Cumbria's director of public health says schools should remain open despite outbreaks of coronavirus – as two leading teachers called for more help from the Government.

Richard Rose Central Academy in Carlisle ordered students to work from home after 30 pupils and more than a dozen staff had either tested positive for the virus or were self-isolating.

Meanwhile, Caldew School, on Carlisle Road in Dalston, revealed a positive coronavirus test in its “school community.” The school said the case affected the Year 10 bubble but the site remains open.

Cumbria’s director of public health, Colin Cox, said that about 20 per cent of schools in the county were dealing with coronavirus cases.

Louise Atkinson, national executive member for the National Education Union and a teacher in Carlisle, said: “We as a union back in June revealed a 10-point plan for education which called for nightingale schools, using village halls, sports halls and so on, so we could spread young people out.

“We asked for more teachers and we asked for an excellent plan for blended learning, not just a legal requirement.

“We were completely ignored.

"As educators we want children in education but we want them to be safe.

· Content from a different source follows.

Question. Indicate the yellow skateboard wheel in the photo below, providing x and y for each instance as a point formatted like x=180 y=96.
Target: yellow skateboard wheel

“Scientific Advisory Group for Emergencies (SAGE) said school-aged children are playing a huge role in transmitting the virus, which is a big risk to students and their families and the wider community.

“The Office for National Statistics says secondary school age pupils have the highest rate of infection.”

Mrs Atkinson is calling for a rota system in secondary schools which would see pupils spend one week working from home followed by one week in school, to limit the number of social interactions.

Graham Frost, National Executive Member and Cumbria Branch Secretary of the National Association of Head Teachers union, is calling for more information from the Government: “It is important for schools to stay open; children have missed out on a lot of education already.

“However, we can only keep schools open if staff are fit and well.

"The Government needs to be very clear about the risks to children and staff, and the rate of contagion.

“We are asking the Government to provide us with the science-informed guidance which enables us as school leaders to continue to make the best, most-informed decisions.”

Mr Cox said he believes that schools should still remain open for now.

“The evidence is that cases in schools are not turning into significant outbreaks," he said.

"Inevitably, there are going to be outbreaks of this sort but from what we are seeing my view is that schools should remain open at the moment.”